Worked example: RecallAtLowFPR loss training#

What this shows. Train a tiny logistic regressor using RecallAtLowFPR — the Meta Prompt Guard 2 (PG2) training recipe. Demonstrates that the loss descends under SGD on a well-separated toy problem (the headline correctness property from the acceptance criteria).

Runtime: <2 s. Requires pip install eval-toolkit[losses] (torch only — no transformers). Closes eval-toolkit#50.

Setup#

This page is rendered statically because the docs CI environment doesn’t include [losses]. Real usage looks like:

pip install eval-toolkit[losses]
import torch

from eval_toolkit.losses import RecallAtLowFPR

torch.manual_seed(42)

Construct the loss#

loss = RecallAtLowFPR(
    fpr_target=0.01,           # operating point: keep FPR ≤ 1%
    fpr_smoothing_beta=10.0,   # soft-indicator temperature
    pos_weight=1.0,             # unweighted (use >1 for imbalanced sets)
    reduction="mean",
)

print(f"loss.fpr_target = {loss.fpr_target}")
print(f"loss.fpr_smoothing_beta = {loss.fpr_smoothing_beta}")

Single training step#

# 32 negatives + 8 positives; positives initialized BELOW the threshold
logits = torch.cat([torch.randn(32) - 0.5, torch.randn(8) - 0.5])
logits = logits.detach().clone().requires_grad_(True)
labels = torch.cat([torch.zeros(32), torch.ones(8)]).int()

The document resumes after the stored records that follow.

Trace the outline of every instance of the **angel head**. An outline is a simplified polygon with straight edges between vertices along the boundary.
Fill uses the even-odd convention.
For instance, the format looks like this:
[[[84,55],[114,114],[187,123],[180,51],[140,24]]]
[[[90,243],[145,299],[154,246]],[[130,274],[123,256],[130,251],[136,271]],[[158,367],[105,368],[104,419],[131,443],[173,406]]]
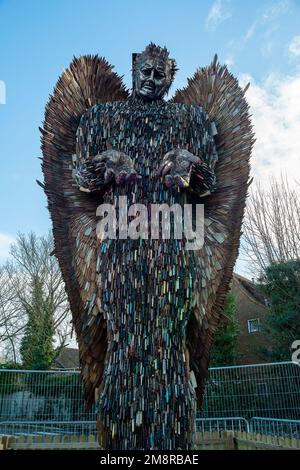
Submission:
[[[169,52],[152,42],[141,54],[133,55],[133,93],[145,101],[162,99],[176,73],[176,62]]]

out = loss(logits, labels)
out.backward()

print(f"loss = {out.item():.4f}")
print(f"gradient norm = {logits.grad.norm().item():.4f}")

The gradient shifts positive logits upward (since increasing TP score reduces 1 - Recall@FPR) and tugs FP scores downward at the threshold.

Multi-step convergence#

optimizer = torch.optim.SGD([logits], lr=1.0)

losses_over_time = []
for step in range(50):
    optimizer.zero_grad()
    out = loss(logits, labels)
    out.backward()
    optimizer.step()
    losses_over_time.append(out.item())

print(f"Initial loss: {losses_over_time[0]:.4f}")
print(f"Final loss:   {losses_over_time[-1]:.4f}")
print(f"Reduction:    {(1 - losses_over_time[-1] / losses_over_time[0]) * 100:.1f}%")

Comparison vs. fpr_target#

# Stricter FPR constraint → higher loss (fewer positives clear the threshold)
for fpr in [0.5, 0.1, 0.05, 0.01]:
    l = RecallAtLowFPR(fpr_target=fpr)
    val = l(logits.detach(), labels).item()
    print(f"  fpr_target={fpr:.2f}  →  loss={val:.4f}")

As fpr_target shrinks, the bar for “TP above threshold” rises and the loss increases — exactly what you want for a detector that must operate at a strict low-FPR point.

Reduction modes#

logits_d = logits.detach().clone().requires_grad_(True)

for reduction in ("mean", "sum", "none"):
    l = RecallAtLowFPR(fpr_target=0.1, reduction=reduction)
    out = l(logits_d, labels)
    print(f"  reduction={reduction:6s}  shape={tuple(out.shape) if out.dim() else '()'}")

Production usage#

Drop into a standard PyTorch training loop:

model = MyDetector()
loss_fn = RecallAtLowFPR(fpr_target=0.01)
optimizer = torch.optim.AdamW(model.parameters())

for batch in dataloader:
    optimizer.zero_grad()
    logits = model(batch["input_ids"])
    loss = loss_fn(logits, batch["labels"])
    loss.backward()
    optimizer.step()

The standard training-loop shape, drop-in replacement for nn.BCEWithLogitsLoss when you need FPR-constrained training.